I never got into HC or any other kind of punk but I can understand the heartbreak. In the 70's I was into Progressive Rock (Yes, Genesis, ELP, etc). I didn't know at the time but punk was actually a reaction to Prog. They thought Prog was just too pretentious and high minded or whatever. Punk decided to go the exact opposite and got more popular than Prog ever did. In the 80's I got into bands like Oingo Boingo, The Cure, A Flock of Seagulls, Devo and other New Wave and early Alternative band. But then my favorite radio station in LA, KROQ started playing the most boring and bland music ever written, grunge. So now I lost Prog and I lost New Wave. With very, very, very few exceptions nothing after 1988 has been worth listening to. One of the exceptions was Gary Numan's 2017 album, "Savage (Songs from a Broken World)" and two songs on Tears for Fears's 2022 album, "The Tipping Point".
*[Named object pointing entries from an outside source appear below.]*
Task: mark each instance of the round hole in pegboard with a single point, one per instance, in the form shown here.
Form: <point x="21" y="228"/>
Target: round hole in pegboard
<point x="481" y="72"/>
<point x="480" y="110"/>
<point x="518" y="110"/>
So I mostly have just reverted to listening 70's Prog and 80's New Wave. I just discovered that in about 1982 Neo-Prog rock was invented. I am just now finding out about that. So far all I have heard from the Neo-Prog bands is pretty boring. I like how 70's Prog rock was a fusion of Jazz, Classical and rock. They experimented with unusual key changes and time signatures. They rejected the 3 minute radio friendly format and wrote songs 10, 20, 30 and even 40 minute songs (Jethro Tull's "Thick as a Brick" is one song on both sides of the record). Yes's "Tales from Topographic Ocean" is a double record album with one song on each side of each of the records. Some of the bands gave labels to subsections to the whole song in a similar format to some classical music pieces.
There two punk song that I like, Suicidal Tendencies' "Institutionalized" and The Vandals' "Urban Struggle" because they are funny.